Since all 3 of my dogs are seniors, I've been looking for ways to make our home more comfortable for them. I'll look into getting them orthopedic beds too.

Britt K said...

This is great information. We have recently been working through arthritis with our girl Dav. She's a 13 year old German Shepherd mix, so I'm beyond lucky that it took this long before she started to feel age creeping up on her.
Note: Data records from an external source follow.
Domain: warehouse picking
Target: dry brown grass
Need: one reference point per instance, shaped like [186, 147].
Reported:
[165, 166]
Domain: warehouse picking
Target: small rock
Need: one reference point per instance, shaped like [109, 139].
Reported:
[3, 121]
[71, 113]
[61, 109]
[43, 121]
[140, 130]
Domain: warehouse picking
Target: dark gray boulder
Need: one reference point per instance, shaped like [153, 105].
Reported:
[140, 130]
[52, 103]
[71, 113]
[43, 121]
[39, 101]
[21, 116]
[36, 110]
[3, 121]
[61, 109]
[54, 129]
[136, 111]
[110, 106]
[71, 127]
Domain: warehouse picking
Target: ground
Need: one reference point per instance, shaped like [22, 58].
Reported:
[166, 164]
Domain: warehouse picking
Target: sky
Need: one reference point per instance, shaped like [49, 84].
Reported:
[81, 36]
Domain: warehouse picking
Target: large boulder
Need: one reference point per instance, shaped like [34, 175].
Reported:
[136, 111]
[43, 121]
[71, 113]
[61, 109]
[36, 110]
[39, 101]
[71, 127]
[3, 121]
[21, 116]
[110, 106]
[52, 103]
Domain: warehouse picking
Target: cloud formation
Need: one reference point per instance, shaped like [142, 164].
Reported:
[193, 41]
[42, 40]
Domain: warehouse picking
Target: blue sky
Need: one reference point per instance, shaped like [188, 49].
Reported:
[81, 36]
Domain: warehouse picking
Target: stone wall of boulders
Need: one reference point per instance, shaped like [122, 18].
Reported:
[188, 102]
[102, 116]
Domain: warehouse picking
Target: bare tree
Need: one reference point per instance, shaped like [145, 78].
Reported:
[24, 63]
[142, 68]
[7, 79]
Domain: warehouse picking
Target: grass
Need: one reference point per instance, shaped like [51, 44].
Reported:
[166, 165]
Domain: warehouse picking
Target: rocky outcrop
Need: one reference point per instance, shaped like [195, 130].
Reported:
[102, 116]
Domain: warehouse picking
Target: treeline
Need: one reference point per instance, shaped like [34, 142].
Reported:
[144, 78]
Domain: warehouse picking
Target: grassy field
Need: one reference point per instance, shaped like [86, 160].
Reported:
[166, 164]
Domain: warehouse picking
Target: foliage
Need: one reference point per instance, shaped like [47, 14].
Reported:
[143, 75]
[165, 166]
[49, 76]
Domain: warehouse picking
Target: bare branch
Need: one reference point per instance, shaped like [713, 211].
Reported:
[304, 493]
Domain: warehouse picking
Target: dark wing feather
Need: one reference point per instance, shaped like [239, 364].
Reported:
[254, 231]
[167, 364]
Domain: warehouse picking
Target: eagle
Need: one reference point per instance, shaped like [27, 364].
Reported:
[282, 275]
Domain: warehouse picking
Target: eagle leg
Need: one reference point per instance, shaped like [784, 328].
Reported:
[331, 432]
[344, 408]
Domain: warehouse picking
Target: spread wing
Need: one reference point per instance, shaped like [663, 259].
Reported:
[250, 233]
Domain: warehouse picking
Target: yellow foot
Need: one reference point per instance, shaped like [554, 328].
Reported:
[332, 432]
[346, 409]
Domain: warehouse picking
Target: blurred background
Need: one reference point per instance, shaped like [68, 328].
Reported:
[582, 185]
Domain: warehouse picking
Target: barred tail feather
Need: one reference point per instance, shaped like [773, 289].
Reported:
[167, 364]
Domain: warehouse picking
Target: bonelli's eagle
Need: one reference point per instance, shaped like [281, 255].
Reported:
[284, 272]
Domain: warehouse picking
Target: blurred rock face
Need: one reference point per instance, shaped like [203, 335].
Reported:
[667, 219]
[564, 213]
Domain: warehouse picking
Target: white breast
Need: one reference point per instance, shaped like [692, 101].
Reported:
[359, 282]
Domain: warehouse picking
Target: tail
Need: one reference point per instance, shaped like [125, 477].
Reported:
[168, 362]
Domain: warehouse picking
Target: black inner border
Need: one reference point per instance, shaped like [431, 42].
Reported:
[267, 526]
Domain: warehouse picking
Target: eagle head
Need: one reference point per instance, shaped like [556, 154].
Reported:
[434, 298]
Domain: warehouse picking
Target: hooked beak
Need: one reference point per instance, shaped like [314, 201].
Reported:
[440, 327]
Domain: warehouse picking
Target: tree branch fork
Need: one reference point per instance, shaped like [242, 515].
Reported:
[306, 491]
That being said, we are doing everything that we can to try to keep her as comfortable as possible while also allowing her to keep being the active and high-energy dog that she is.

Tail Wag Wisdom said...

This is great information for dog owners of any kind. Henry has one leg that will bother him from time-to-time. I will massage it and that seems to help. While he is a mix breed, I suspect his issue really is a result of the life he had prior to me adopting him. I keep close tabs on his progress and give him fish oil per his vet's suggestion. He's got a very sensitive stomach and often joint medication (glucosamine chondroitin) will make his GI issues worse. Everything is a balancing act. I love the detail you provided here and the photos of how to trim paw fur. Terrific! I'm sharing with all my dog parents!

FiveSibesMom said...

Such a great informative article, Cathy! Three of my five developed arthritis - Gibson from overweight resulting from his epilepsy meds & hind end weakness from same; Wolfie and Chloe from blowing out their CCLs when young we always knew they would get it. Mine, too, loved their ortho beds, and they were on mainly supplements, but also cold laser therapy. Lots of great info here. Sharing this with others!